Every fairytale needs a happy ending, and after 11 albums of love, heartbreak, and shattered dreams, Taylor Swift has found her Prince Charming. But after she announced her engagement to Travis Kelce, what will Swift's newfound happiness mean for her music?
Swift's greatest gift as a lyricist is the way she weaves her own story into her songs, balancing intricate, specific detail with universal themes of love, hope, heartbreak, and betrayal.
From the very beginning, the musician's love life has been the connective tissue of her writing. Her debut single, Tim McGraw, written during a school maths class, was all about her then-boyfriend, Drew Dunlap.
Believing they'd break up before he left for college (a premonition that came true), she wrote a song to commemorate the times they'd slow-danced in the moonlight to the car radio: When you think Tim McGraw/I hope you think of me.
It's a timeless story—one that's destined to be repeated at fresher's weeks across the country this autumn—and set in motion a career-long narrative about Swift's romantic tribulations.
She's written about emotionally unavailable men (Jake Gyllenhaal, All Too Well), falling for a bad boy (Harry Styles, I Knew You Were Trouble), and rebound romances (Tom Hiddleston, Getaway Car).
Throughout it all, she's been aware of the obsessive level of debate around her relationships.
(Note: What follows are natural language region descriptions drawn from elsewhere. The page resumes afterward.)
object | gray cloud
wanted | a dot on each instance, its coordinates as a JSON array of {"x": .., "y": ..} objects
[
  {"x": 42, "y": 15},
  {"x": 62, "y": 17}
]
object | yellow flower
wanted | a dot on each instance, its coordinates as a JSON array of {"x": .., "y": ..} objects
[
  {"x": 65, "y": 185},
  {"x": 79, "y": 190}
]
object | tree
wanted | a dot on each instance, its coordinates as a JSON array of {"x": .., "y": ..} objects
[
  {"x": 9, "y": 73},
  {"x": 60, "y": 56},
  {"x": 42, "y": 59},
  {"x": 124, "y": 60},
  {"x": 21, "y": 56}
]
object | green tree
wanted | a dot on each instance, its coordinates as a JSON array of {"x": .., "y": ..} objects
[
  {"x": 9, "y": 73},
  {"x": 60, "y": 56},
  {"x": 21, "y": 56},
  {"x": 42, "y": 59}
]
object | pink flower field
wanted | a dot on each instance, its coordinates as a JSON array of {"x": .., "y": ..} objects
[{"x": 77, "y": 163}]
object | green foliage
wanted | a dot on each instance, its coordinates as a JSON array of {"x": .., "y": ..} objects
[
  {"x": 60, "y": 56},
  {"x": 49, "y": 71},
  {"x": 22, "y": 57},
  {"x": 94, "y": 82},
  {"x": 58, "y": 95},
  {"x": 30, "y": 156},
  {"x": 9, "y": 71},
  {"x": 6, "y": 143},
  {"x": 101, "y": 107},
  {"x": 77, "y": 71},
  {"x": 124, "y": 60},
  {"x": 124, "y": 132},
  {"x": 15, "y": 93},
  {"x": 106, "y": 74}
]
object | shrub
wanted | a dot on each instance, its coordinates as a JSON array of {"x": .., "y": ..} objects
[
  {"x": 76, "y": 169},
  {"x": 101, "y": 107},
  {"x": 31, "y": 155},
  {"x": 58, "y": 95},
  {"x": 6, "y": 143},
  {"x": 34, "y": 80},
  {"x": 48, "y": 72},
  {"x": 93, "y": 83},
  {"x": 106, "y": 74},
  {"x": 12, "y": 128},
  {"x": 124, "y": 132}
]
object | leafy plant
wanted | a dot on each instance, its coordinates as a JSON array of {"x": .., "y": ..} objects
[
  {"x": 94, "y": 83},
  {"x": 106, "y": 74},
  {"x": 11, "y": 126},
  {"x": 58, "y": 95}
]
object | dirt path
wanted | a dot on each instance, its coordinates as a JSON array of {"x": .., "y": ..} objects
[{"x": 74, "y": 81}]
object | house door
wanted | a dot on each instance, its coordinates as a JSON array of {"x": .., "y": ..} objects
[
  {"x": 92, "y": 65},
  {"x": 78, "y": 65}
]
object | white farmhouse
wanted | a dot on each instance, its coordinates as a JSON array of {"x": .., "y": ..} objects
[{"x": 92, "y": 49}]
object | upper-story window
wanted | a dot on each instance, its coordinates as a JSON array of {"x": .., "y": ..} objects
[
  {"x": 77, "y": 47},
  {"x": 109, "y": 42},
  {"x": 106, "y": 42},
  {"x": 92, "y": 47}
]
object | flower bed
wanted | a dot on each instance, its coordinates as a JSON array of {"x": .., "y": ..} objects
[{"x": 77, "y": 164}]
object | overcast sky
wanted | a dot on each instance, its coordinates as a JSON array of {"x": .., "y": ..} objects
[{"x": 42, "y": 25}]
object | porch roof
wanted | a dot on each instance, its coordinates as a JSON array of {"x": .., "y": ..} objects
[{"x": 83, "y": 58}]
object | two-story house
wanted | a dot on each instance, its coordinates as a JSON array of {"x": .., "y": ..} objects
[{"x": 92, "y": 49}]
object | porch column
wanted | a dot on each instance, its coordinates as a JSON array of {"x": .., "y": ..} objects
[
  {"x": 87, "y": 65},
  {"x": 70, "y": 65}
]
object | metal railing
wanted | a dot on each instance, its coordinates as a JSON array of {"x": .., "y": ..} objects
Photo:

In Shake It Off, she poked fun at the media's discourse: I go on too many dates / But I can't make them stay / At least, that's what people say.
Now, it's reductive to cast Swift's back catalogue (274 songs and counting) to a soap opera about her love life. She's written insightful and witty lyrics about the media (You wouldn't last an hour in the asylum where they raised me, Who’s Afraid of Little Old Me?); about the joyous bonds of friendship (We're happy, free, confused and lonely in the best way, 22); and even getting away with murder (I've cleaned enough houses to know how to cover up a scene, No Body No Crime).
But not for nothing has she been called pop's greatest diarist and the maestro of memory.
So what happens when she settles down? As her friend and collaborator Florence Welch of Florence and the Machine once pointed out: Contentment is a creativity killer.
For proof, look no further than Bruce Springsteen. In 1991, he married his bandmate Patti Scialfa, disbanded the E Street Band, and relocated to California.
Springsteen celebrated his newfound serenity with two albums, Human Touch and Lucky Town—but they are regularly ranked as his worst.
Female artists have frequently used settling down as a source of inspiration. Madonna's Ray Of Light, written after the birth of her daughter Lourdes, eschewed her brash 1980s persona for a more spiritual, psychedelic sound. Amid stiff competition, it remains her best album.
When Beyoncé revealed her baby bump on stage at the 2011 MTV Awards, columnists speculated what it might mean for her music. But her next album, 2013's Beyoncé, was a turning point—an experimental album that set the template for her career's third act.
Swift has already proven she can write affecting songs from a place of happiness. Her six-year relationship with Joe Alwyn generated songs like Delicate and Lover, which rank among her best work.
She's already written two songs about Kelce, both of which appeared on last year's album, The Tortured Poets Department.
On So High School, she described how his chivalry restored her faith in men, while The Alchemy rhapsodized about the moment he won the Super Bowl and came running over to her.
The star recently confirmed that her forthcoming 12th album, The Life of a Showgirl, will be more upbeat than the rest of her material. Speaking on the New Heights podcast, she said it was recorded during her record-breaking Eras Tour, marking the early days of her relationship with Kelce.
It just comes from the most infectiously joyful, wild, dramatic place I was in in my life... and that effervescence has come through on this record, she said. To sum it up succinctly, Kelce described the album as 12 bangers.
In conclusion: Will Taylor’s music reflect her newfound happiness? It would be unexpected if it didn’t. But let’s not forget her previous period of domestic bliss, which also prompted a shift away from diary-entry lyrics. The pandemic-era albums embraced fictional storytelling and organic soundscapes, marking a turning point in her cultural acclaim.
If marriage prompts another shift, it could open up a new chapter in her career, with a different kind of fairytale emerging.